Tip #2: Automatically create an activity audit trail #
Not only does a strong activity management feature simplify advisor’s lives by keeping track of the tasks that need to be performed and notifying the advisor at the appropriate time, it is also essential to proving compliance.
In a good advisor-specific CRM, after 30 days, all completed activities will be frozen. The completed activity record cannot be changed by the advisor, and this creates an audit trail that can be used for compliance purposes to demonstrate how an advisor interacted with a client. Since this procedure happens automatically, the advisor need not worry about low-value compliance tasks, like filing.

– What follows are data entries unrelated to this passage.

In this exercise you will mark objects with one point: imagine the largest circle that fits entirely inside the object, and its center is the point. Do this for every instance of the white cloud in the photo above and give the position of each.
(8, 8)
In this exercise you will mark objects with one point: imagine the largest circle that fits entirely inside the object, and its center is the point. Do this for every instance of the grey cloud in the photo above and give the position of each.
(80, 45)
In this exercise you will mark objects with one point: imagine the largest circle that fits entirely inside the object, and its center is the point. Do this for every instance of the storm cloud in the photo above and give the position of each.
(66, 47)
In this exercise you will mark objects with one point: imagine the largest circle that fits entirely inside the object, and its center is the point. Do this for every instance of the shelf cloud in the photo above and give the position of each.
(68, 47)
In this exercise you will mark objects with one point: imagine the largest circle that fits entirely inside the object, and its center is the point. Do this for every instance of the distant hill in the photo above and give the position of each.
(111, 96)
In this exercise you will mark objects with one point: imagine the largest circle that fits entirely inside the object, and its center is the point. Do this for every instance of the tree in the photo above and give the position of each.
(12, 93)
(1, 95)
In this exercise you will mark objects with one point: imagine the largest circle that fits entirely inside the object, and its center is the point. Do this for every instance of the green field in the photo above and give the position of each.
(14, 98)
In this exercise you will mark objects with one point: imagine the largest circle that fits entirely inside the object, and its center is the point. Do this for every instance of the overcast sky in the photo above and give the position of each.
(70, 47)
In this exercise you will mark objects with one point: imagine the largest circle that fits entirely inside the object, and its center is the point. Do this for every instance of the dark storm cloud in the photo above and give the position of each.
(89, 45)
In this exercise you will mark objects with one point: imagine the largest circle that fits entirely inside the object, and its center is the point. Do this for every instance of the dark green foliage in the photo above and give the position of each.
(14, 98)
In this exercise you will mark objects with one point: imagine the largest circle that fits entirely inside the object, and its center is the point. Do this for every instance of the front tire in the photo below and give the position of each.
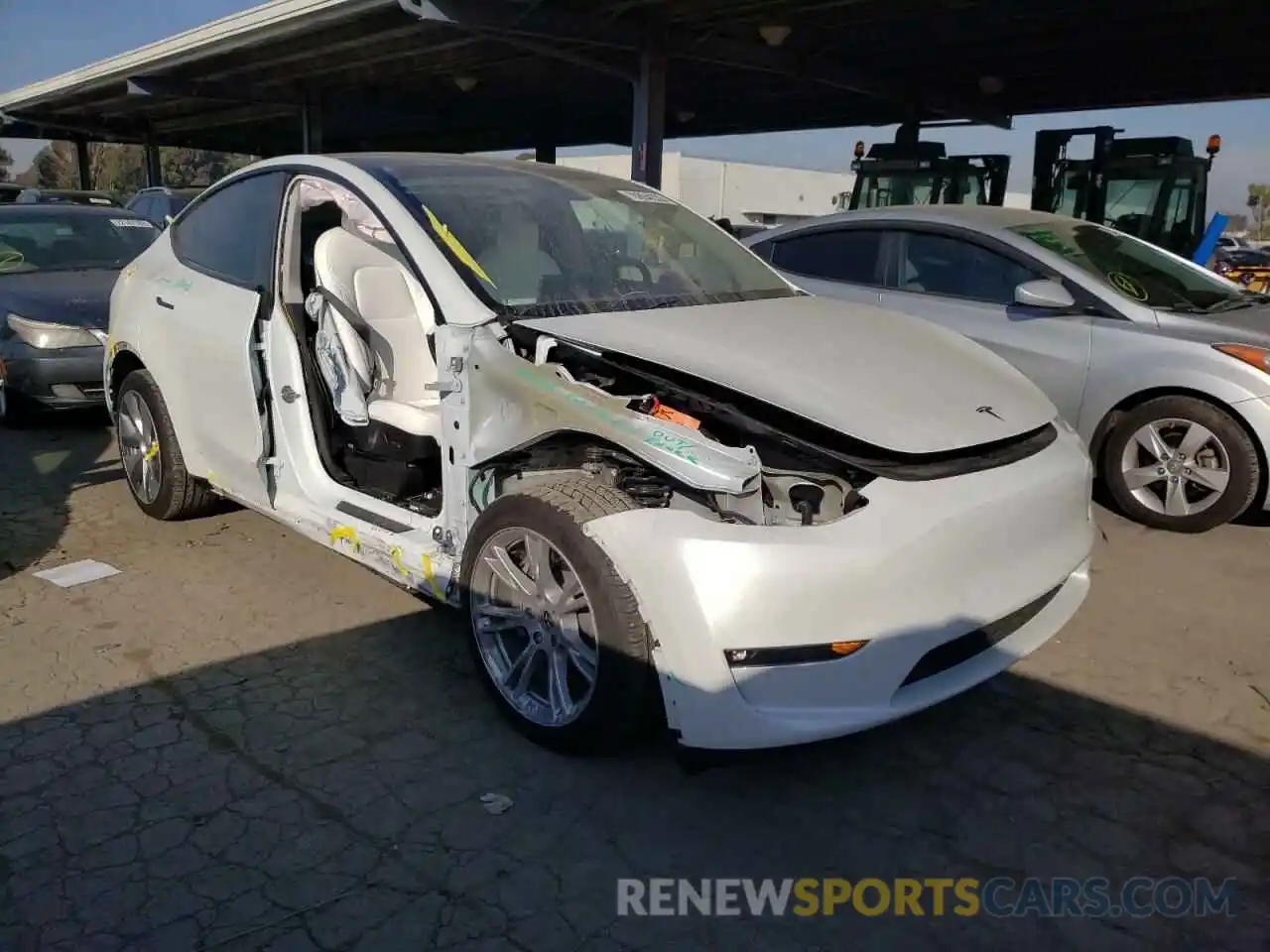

Tip #3: CRM features protect client privacy #
Advisors are increasingly tasked with ensuring the security of their clients’ most important resource—their Personally Identifiable Information (PII) and their financial data. And, using CRM features to become compliant when it comes to client privacy is an essential aspect of building client trust and confidence. A good CRM has a secure email function that enables advisors to address privacy concerns by communicating with clients using bank-level encryption to send emails that never passes through the internet.
Tip #4: Voice Memo #
One way advisors demonstrate their needs-based approach to selling is by preserving records of their conversations with their clients. These audio files eliminate any possible confusion over what was discussed with the client and what was promised by the advisor.
A good CRM has a call recording feature that allows advisors to record all client calls and attach those recordings to the relevant client record. Not only does it give the advisor a history of what was said, but it preserves a record of what needs to be done as part of the follow-up process.
Tip #5: Use an FNA that integrates with the CRM to demonstrate a needs-based approach #
A digital Financial Needs Analysis (FNA) solution that integrates with an advisor’s CRM enables them to easily complete the discovery stage of the FNA process, but also preserve that data. The FNA can be updated from the CRM’s existing client data, reducing low-value data entry tasks—but it can also be attached to the client record in the CRM, creating a demonstrable record of the advisor’s needs-based approach to the sales process. Completing and archiving a robust digital FNA every time an advisor conducts a client review shows that they have explored all client needs and proposed appropriate solutions.
Wrap up #
Advisor-specific CRMs are not just great tools for managing all of an advisor’s client relationships. They do more than just automate workflows, save time and effort by reducing low-value work, and track and manage sales opportunities. Great CRMs can also remove a lot of the anxiety advisors feel about demonstrating a needs-based approach to selling, making disclosures, protecting client privacy and retaining all the necessary records. Features like activity locking, secure email, call-recording and document management can turn time spent worrying over compliance into hours freed up to create more great client experiences.